A specialist insurance law firm has called for a holistic approach to bullying prevention, in light of a recent case which involved a 19-year old apprentice who was doused in flammable liquid and had his clothes set on fire over what one of the perpetrators referred to as “hijinks gone wrong.”
Tad-Mar Electrical supervisors Luke Daniel Chenoweth and Jeffrey Mark Rowe were rapped by SafeWork SA over the incident at a worksite in Woodville in April 2017, where the young worker was subjected to bullying that could have left him with second-degree burns.
Prosecutor Laura Willows told the South Australian Employment Tribunal (SAET) that Chenoweth and Rowe squirted lighter fluid on the young worker’s shirt and ignited it, which could have left the victim with second-degree burns if the shirt was left on his body for another 20 seconds, ABC reported.
The tribunal also heard that, prior to the incident, the apprentice was subjected to ongoing bullying, which included being tied to a ladder with duct tape, having his arms and face covered with silicon and permanent marker, and being locked in a shipping container. He was also frequently verbally abused by Chenoweth and even failed to receive medical assessment for an electric shock.
Chenoweth pleaded guilty to breaching the Work Health and Safety Act and is facing a maximum penalty of five years imprisonment or a $300,000 fine, or both. He will be sentenced at a later date.
Rowe, meanwhile, was convicted and fined $12,000 earlier this year for his involvement.
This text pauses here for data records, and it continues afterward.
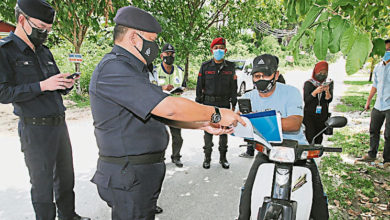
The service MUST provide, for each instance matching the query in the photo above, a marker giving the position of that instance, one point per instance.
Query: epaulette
(5, 41)
(207, 62)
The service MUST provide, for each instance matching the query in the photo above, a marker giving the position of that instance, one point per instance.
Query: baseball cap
(266, 63)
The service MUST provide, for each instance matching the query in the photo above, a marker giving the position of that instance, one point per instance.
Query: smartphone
(245, 106)
(327, 83)
(74, 75)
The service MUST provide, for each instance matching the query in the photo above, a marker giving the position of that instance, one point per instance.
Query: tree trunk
(186, 67)
(372, 68)
(77, 69)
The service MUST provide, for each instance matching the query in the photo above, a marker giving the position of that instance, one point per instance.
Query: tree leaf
(347, 40)
(359, 52)
(343, 3)
(334, 21)
(322, 2)
(335, 35)
(321, 42)
(379, 47)
(311, 16)
(291, 11)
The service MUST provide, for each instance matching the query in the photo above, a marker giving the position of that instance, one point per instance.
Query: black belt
(137, 159)
(216, 98)
(49, 121)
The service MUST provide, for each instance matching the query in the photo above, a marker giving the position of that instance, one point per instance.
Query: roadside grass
(355, 97)
(355, 190)
(353, 144)
(357, 83)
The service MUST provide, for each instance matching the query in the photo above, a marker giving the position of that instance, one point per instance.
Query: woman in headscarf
(317, 95)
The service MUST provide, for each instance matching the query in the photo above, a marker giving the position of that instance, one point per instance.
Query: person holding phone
(317, 94)
(170, 76)
(381, 111)
(32, 82)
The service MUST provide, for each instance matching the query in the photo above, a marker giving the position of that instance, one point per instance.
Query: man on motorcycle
(286, 99)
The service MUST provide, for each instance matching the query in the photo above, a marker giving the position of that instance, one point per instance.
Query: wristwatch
(216, 116)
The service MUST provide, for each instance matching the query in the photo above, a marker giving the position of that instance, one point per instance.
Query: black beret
(136, 18)
(38, 9)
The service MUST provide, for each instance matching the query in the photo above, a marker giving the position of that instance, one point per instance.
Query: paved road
(188, 193)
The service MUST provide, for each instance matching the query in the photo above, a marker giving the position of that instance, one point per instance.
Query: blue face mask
(387, 56)
(219, 54)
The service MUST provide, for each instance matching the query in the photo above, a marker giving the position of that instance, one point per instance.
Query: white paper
(249, 132)
(244, 132)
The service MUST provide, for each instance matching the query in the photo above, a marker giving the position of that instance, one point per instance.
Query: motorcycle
(283, 188)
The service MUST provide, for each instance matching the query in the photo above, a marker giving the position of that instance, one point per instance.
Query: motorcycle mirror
(336, 122)
(332, 122)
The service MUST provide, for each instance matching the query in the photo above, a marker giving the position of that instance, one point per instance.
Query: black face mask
(168, 60)
(37, 36)
(265, 86)
(149, 50)
(321, 77)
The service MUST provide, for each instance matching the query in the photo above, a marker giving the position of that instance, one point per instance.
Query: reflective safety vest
(175, 78)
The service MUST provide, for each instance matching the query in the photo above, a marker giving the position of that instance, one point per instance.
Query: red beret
(219, 41)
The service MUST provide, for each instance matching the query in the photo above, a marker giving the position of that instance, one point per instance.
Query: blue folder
(268, 124)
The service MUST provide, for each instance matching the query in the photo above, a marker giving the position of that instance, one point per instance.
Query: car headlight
(282, 154)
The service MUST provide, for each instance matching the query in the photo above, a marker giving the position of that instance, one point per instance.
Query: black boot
(207, 160)
(223, 161)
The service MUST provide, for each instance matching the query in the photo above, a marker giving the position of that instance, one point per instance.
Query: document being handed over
(250, 133)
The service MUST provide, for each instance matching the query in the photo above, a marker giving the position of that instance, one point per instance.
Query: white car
(244, 77)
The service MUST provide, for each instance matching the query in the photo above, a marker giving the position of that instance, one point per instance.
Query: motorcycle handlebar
(333, 149)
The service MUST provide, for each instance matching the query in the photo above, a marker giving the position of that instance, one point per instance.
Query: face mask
(168, 60)
(149, 50)
(218, 54)
(387, 56)
(265, 86)
(37, 36)
(321, 77)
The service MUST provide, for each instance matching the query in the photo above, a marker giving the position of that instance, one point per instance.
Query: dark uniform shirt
(122, 98)
(217, 81)
(21, 70)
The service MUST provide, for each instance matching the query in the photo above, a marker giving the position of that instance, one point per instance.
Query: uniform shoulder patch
(5, 41)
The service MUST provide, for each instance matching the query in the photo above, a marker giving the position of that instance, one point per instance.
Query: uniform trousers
(377, 119)
(177, 142)
(48, 156)
(130, 190)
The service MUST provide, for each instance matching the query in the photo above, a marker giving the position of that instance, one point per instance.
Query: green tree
(190, 25)
(354, 27)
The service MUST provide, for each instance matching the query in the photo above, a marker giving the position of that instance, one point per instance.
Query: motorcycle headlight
(282, 176)
(282, 154)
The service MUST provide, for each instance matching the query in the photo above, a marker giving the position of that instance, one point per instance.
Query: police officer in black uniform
(128, 111)
(32, 82)
(217, 86)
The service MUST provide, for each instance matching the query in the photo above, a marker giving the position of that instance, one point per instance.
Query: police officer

Michael Tooma, global head of safety at Clyde & Co, urged businesses to implement a zero-tolerance approach to bullying so such cases would be prevented.
“We need to adopt a holistic approach to bullying prevention that deals not only with policies and procedures but also engages with the cultural underpinnings of such issues,” Tooma said. “For every bullying incident, there are a number of bystanders that witness it and remain silent as the bullying escalated. The solution starts with reminding those individuals of their role in setting the culture and their legal obligation to do so. The case is yet another reminder of the risks associated with unhealthy workplace cultures where bullying is tolerated. Breaches of the Work Health and Safety Act have the potential to cause businesses significant financial and reputational harm. If a zero-tolerance approach to bullying was enforced, this case would have been entirely avoidable.”